Afro-Asian Atlantic: Literature, Reggae, and the Caribbean

March 21, 2016 - 4:30pm
Betts Auditorium

Join the Department of African American Studies and the Program in American Studies for a conversation about the intersections between the literary, musical, and cultural currents of the African and Asian diasporas in the Atlantic World. Featuring British authors Kerry Young (Pao and Gloria) and Hannah Lowe (Chick and Long Time No See) in conversation with Randy Chin, the CEO of VP Records, based in Queens, NY, the most influential independent record label of reggae and Caribbean music (artists represented include: Gregory Isaacs, Sean Paul, Beenie Man). Moderated by Tao Leigh Goffe (Princeton University) and John Kuo Wei Tchen (NYU).
In this dialogue, guest speakers Randy Chin, Kerry Young, and Hannah Lowe will discuss the African and Asian cultural heritage of the Caribbean in music and writing. Exploring the legacy of enslaved African labor and Chinese indentured labor in the Caribbean, Young and Lowe craft narratives that reconstruct and trouble colonial history. The region’s history cannot be fully understood without listening to its rich musical tradition. Chin will talk about the role of Jamaican Chinese businessmen in the production of reggae music and mobile soundsystems. He will also talk about his storied career in the reggae music industry, which began when his parents Vincent and Patricia Chin founded VP Records in Jamaica in 1979.  The currents of the
Black Atlantic and the overseas Chinese converge in Caribbean music but also in Young and Lowe’s novels and poetry that tackle themes such as intimacies out of wedlock, masculinities, abandonment, and criminality set in Kingston, Jamaica’s Chinatown and gambling dens in London’s East End. In these cultural texts, Jamaican patois and southern Chinese dialects are sometimes woven together to construct new narrative forms of the Afro-Asian experience in the Americas.

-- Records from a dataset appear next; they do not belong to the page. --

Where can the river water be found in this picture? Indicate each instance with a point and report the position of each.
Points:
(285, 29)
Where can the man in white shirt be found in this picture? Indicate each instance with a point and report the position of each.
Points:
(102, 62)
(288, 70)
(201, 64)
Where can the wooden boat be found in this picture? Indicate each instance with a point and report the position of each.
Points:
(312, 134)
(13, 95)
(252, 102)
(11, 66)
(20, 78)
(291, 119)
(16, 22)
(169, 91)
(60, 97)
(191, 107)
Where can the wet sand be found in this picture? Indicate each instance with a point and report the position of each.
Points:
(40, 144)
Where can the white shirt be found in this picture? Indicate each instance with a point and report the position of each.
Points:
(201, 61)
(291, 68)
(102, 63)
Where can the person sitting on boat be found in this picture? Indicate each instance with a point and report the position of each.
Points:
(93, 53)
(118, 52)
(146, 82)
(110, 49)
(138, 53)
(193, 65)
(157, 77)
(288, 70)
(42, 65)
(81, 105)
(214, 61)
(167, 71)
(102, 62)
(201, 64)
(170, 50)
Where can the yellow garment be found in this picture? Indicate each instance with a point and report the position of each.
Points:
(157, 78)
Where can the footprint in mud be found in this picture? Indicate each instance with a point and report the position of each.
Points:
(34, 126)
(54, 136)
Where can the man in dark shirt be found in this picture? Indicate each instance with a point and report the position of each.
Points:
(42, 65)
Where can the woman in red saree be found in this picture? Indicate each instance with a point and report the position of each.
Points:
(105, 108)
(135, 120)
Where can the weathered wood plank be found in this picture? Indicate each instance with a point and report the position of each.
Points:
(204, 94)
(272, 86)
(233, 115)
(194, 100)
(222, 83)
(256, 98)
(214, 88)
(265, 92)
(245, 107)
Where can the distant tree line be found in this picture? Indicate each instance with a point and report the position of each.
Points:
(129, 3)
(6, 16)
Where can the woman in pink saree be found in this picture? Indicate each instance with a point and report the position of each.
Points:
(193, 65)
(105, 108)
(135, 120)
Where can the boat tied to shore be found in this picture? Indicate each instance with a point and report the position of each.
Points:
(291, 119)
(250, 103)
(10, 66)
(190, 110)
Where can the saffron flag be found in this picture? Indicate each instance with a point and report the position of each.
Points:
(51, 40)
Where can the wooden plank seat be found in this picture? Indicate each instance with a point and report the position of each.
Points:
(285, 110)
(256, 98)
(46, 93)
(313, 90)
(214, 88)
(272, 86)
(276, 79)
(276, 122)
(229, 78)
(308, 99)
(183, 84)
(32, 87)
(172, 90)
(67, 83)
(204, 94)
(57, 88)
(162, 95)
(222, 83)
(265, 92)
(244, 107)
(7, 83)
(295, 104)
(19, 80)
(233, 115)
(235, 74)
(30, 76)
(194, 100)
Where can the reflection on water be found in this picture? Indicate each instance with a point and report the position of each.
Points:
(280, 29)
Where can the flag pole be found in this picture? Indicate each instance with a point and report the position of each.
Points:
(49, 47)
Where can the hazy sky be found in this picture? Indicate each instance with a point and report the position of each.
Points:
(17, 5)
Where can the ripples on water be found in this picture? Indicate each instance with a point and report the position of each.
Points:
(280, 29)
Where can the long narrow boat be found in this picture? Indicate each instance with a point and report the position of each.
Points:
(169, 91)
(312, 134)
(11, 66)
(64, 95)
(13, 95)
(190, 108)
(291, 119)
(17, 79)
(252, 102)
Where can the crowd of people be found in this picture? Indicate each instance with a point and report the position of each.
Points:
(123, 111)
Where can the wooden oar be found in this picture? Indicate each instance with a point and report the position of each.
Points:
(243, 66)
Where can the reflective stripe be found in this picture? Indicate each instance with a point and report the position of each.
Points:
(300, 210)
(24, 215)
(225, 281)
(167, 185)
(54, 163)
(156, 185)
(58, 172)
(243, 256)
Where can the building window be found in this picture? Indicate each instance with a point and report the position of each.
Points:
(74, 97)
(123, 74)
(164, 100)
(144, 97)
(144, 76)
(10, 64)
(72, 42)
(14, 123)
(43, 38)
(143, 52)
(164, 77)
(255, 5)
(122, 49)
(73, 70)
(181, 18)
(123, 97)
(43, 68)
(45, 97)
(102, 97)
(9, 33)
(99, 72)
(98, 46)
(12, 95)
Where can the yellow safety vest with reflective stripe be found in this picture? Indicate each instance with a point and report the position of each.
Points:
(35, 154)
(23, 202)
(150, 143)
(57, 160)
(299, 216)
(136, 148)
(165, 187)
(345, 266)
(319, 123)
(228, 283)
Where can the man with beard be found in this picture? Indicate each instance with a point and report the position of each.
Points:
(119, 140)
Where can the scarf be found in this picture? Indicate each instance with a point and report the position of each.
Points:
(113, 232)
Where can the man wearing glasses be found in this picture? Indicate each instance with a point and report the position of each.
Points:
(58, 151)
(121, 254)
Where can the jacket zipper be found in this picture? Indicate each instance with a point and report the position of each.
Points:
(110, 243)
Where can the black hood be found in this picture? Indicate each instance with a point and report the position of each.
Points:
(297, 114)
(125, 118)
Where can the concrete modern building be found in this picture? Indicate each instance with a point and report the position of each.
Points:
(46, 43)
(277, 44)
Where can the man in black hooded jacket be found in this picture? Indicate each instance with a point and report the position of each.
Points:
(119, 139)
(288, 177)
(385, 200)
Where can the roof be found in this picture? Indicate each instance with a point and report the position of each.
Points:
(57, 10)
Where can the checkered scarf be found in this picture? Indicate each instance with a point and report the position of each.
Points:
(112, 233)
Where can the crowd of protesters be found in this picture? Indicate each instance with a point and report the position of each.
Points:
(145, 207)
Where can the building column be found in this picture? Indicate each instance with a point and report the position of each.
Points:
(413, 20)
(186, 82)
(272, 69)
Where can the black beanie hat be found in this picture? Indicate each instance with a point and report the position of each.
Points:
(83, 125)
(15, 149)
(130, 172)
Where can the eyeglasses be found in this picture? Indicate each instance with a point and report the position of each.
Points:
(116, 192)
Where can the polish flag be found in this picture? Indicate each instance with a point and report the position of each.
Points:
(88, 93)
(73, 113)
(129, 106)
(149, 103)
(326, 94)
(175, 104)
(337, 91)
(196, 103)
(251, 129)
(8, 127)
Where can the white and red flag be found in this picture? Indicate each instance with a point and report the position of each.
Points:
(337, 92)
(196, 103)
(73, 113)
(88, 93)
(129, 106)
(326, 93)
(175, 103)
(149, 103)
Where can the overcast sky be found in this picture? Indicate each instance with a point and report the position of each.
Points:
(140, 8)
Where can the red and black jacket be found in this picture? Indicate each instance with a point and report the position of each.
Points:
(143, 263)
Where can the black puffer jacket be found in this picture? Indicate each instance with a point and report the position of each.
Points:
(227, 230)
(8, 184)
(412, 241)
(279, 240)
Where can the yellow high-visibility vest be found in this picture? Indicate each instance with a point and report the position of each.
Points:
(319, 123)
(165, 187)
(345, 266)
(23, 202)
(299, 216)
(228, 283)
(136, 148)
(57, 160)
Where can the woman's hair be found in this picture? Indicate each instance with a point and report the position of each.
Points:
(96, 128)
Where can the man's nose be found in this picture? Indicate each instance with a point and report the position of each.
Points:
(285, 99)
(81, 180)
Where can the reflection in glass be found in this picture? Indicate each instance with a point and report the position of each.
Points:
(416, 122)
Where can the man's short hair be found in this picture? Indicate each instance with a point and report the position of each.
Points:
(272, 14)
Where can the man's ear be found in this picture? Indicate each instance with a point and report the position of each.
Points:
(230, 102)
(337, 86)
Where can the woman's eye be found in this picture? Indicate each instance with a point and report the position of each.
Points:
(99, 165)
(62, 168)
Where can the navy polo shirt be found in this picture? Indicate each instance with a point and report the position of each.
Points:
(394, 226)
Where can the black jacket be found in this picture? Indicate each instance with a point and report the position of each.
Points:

Together with historian John Kuo Wei Tchen and literary scholar Tao Leigh Goffe, panelists will discuss the tensions and intimacies between the minority Chinese community in the Caribbean and the majority Afro-Caribbean community. Other themes to be explored include representations of blackness and Chineseness in Caribbean diasporic literature and music.
This event is co-sponsored by the Department of African American Studies, the Program in American Studies, the Lewis Center for the Arts, and the Princeton Caribbean Connection (PCC).